The first well-known one is a major part of a multi-touch display. Of course,
with OLEDs, it might be possible to make one without a projector--it just
won't be as big.

Second, Johnny Lee, in addition to his Wii IR goggles, has previous projects,
where he can detect the orientation of portable display surfaces (like a small
board) by projecting gray codes. He cheats a little by having photo sensors at
the corners of the small board, but the idea is to be able to project onto any
surface, and for the projects to 'follow' it, as you move it around.
<http://www.cs.cmu.edu/~johnny/projects/thesis/>

As a curiosity, there was a paper on HN a long time ago about seeing the back
of a card. It used a projector to project patterns(gray codes again, I think),
on the card, and a camera to read the reflection of the color off a book page
facing the back of the card.
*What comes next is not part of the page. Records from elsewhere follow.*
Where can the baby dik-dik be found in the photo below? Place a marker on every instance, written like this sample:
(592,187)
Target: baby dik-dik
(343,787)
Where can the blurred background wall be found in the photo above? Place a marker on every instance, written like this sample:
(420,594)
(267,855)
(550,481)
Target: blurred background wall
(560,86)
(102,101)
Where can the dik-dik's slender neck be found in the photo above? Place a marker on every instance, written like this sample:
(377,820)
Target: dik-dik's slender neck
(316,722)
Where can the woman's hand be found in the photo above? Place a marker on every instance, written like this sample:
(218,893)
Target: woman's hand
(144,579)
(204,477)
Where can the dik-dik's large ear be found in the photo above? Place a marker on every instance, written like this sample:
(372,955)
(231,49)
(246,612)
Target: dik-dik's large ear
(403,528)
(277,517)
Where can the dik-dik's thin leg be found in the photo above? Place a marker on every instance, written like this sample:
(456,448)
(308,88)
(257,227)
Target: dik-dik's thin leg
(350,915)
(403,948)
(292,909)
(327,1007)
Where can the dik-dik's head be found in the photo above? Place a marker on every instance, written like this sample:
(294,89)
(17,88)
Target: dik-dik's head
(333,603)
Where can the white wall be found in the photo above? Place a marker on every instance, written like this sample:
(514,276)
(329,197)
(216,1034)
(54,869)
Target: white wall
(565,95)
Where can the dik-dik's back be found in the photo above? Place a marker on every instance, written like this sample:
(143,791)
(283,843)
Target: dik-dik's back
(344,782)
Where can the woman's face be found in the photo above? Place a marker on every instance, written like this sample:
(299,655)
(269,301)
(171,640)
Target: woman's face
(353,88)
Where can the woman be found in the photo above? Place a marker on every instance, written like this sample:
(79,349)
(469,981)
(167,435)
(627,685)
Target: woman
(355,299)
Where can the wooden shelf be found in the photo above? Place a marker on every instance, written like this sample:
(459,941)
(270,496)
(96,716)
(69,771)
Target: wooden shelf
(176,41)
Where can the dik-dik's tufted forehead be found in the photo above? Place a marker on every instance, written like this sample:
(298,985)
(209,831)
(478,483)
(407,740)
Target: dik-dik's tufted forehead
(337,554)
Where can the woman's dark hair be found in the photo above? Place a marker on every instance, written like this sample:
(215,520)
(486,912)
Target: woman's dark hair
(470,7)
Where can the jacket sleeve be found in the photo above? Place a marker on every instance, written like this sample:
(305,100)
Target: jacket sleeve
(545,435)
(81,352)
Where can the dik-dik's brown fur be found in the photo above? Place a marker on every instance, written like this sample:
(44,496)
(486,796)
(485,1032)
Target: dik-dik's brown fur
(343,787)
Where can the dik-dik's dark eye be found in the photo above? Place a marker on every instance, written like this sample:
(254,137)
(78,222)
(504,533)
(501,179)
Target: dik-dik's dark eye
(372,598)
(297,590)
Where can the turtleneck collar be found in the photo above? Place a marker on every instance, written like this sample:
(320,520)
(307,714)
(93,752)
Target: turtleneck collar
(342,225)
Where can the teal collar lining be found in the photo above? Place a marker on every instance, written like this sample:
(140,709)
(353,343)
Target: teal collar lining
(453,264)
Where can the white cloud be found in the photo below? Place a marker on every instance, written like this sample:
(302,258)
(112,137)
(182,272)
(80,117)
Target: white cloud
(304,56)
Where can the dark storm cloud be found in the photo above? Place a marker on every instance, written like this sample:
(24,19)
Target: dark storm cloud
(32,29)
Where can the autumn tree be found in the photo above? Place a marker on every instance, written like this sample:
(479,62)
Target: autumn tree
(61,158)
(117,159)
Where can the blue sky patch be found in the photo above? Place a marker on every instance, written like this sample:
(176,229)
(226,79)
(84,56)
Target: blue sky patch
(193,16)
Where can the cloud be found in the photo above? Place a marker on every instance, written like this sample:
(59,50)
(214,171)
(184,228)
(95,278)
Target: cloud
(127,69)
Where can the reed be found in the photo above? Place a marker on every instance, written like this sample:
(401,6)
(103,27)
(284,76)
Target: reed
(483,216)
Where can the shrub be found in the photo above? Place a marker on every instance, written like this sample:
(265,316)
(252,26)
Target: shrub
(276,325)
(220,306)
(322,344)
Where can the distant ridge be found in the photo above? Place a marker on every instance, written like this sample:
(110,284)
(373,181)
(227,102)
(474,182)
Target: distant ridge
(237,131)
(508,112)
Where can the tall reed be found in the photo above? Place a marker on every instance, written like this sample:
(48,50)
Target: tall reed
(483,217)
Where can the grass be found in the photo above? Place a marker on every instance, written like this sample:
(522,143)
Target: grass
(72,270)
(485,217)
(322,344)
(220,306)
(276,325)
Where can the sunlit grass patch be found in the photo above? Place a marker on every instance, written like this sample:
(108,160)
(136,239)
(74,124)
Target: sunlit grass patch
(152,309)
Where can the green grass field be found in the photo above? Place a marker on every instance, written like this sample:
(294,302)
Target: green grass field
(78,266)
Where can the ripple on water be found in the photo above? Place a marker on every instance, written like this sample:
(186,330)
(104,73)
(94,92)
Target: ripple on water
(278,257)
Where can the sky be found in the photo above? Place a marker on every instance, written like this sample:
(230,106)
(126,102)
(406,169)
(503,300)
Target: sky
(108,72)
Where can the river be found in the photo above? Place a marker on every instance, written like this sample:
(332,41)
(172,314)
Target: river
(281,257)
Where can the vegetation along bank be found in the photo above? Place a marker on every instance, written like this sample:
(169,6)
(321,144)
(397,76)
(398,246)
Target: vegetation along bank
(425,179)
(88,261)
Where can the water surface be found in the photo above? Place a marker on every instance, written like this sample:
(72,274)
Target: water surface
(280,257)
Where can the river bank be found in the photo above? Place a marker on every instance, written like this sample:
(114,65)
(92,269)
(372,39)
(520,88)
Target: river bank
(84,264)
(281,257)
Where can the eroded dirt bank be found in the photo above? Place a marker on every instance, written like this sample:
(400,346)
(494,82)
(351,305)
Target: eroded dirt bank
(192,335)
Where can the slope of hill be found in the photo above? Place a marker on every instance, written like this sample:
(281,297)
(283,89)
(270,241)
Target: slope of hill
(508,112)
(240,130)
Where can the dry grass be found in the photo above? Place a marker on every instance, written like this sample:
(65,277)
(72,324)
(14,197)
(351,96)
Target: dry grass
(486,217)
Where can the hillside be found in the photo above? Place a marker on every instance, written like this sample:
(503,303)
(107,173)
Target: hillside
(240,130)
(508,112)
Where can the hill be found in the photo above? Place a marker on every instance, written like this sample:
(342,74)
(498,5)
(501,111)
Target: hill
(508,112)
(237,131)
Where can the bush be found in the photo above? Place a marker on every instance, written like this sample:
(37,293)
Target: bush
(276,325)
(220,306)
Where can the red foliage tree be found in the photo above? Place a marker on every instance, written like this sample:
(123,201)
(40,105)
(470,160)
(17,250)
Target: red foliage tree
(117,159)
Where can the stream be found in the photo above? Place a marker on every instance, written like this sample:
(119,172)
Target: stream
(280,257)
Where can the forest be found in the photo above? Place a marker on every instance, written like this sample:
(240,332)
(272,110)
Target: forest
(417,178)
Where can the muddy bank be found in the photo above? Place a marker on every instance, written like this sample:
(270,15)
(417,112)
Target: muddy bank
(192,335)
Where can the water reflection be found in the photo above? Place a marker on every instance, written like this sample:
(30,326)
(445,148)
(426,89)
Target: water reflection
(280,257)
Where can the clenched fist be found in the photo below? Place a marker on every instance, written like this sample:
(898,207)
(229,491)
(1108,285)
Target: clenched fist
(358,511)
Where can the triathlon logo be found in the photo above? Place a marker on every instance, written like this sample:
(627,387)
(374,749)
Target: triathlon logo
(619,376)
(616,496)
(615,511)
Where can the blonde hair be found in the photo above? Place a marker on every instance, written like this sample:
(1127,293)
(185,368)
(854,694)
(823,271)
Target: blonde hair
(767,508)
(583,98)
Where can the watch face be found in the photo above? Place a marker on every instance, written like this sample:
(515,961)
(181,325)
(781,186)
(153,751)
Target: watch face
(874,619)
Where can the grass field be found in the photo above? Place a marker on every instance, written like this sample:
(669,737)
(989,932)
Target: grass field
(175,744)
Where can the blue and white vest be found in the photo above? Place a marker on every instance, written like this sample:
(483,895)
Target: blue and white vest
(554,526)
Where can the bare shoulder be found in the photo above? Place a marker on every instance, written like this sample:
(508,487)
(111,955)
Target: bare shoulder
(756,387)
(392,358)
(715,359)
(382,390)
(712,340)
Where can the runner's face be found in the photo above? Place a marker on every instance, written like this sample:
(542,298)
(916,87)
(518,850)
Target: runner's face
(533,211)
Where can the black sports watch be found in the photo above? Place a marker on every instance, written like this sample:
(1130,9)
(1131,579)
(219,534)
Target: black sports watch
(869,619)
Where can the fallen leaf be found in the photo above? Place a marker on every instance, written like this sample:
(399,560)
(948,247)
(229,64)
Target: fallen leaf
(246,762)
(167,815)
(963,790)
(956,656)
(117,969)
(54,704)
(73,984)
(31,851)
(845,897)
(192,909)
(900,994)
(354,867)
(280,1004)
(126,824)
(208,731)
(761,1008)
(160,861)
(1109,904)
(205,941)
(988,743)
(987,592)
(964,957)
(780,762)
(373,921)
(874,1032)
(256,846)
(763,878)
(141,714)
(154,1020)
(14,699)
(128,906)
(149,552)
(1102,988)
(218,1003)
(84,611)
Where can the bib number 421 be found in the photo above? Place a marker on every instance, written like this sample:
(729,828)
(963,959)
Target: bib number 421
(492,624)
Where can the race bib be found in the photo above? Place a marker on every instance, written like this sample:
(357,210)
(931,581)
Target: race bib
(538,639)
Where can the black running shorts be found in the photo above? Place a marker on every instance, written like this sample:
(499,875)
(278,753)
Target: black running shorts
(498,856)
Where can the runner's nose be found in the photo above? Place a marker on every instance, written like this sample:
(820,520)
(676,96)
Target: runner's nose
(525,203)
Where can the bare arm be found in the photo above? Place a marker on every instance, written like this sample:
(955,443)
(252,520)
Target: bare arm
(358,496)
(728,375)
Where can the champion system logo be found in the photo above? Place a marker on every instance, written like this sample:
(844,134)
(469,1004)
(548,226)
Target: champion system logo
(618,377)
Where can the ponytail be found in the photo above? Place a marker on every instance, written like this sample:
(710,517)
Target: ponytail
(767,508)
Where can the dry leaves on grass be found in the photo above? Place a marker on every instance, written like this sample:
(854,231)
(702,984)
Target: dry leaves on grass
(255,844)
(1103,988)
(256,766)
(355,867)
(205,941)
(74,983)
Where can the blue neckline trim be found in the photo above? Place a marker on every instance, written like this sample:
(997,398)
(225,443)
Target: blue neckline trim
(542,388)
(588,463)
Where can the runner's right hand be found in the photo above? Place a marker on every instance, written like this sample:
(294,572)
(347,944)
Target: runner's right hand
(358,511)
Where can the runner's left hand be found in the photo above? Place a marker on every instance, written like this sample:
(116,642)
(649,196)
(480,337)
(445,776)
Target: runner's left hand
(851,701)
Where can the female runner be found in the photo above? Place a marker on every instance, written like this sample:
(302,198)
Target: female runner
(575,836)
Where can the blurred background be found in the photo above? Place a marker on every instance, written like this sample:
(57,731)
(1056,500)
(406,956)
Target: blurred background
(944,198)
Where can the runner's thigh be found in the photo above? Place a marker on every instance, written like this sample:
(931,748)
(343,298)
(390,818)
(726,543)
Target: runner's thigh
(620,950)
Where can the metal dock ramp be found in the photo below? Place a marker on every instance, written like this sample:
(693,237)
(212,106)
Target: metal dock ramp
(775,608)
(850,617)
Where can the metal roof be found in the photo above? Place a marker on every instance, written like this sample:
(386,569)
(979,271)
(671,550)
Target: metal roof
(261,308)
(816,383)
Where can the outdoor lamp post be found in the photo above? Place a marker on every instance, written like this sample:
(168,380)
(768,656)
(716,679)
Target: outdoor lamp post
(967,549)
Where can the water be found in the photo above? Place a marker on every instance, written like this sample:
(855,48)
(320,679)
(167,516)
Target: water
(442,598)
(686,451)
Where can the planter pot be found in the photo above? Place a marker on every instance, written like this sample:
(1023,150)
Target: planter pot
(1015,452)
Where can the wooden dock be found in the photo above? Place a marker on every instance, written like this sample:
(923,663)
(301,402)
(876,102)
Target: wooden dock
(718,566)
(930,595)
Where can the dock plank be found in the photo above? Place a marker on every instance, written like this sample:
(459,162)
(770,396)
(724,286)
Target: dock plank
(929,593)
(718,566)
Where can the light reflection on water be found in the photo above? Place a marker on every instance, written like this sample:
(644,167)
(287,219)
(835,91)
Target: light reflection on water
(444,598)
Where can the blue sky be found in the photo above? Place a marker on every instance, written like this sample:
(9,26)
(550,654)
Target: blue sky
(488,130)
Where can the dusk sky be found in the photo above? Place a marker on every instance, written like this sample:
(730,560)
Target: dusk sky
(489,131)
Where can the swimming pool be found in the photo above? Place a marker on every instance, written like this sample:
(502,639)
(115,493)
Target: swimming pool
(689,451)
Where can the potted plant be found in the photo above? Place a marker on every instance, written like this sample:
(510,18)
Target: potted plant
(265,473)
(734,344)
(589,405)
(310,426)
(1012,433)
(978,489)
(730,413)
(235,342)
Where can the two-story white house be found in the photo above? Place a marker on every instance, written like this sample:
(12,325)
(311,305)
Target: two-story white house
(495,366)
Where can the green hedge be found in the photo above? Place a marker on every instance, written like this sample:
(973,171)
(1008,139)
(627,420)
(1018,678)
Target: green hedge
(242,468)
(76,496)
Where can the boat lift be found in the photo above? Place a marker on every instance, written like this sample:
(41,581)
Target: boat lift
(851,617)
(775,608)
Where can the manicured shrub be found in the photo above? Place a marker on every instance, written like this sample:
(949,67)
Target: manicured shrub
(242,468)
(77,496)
Doing this, they were able to reconstruct the
image of the card.

Lastly, it doesn't have to be a projector of visible light. If you had another
'channel' to project into your environment from your phone, you can probably
detect what's out there

I personally want contact lenses that does augmented reality. because one is
in each eye, it should be possible to create the illusion of floating displays
in the air. That way, you can see it, an no one else would.

------
mhb
I'm waiting for laser projectors: <http://www.colorvision-
lasers.com/displays.aspx#>

Yes - I may be waiting a while.

------
papersmith
This is actually one of my imaginary gadgets in high school. There's also
laptops with vertically rollable fabric screens.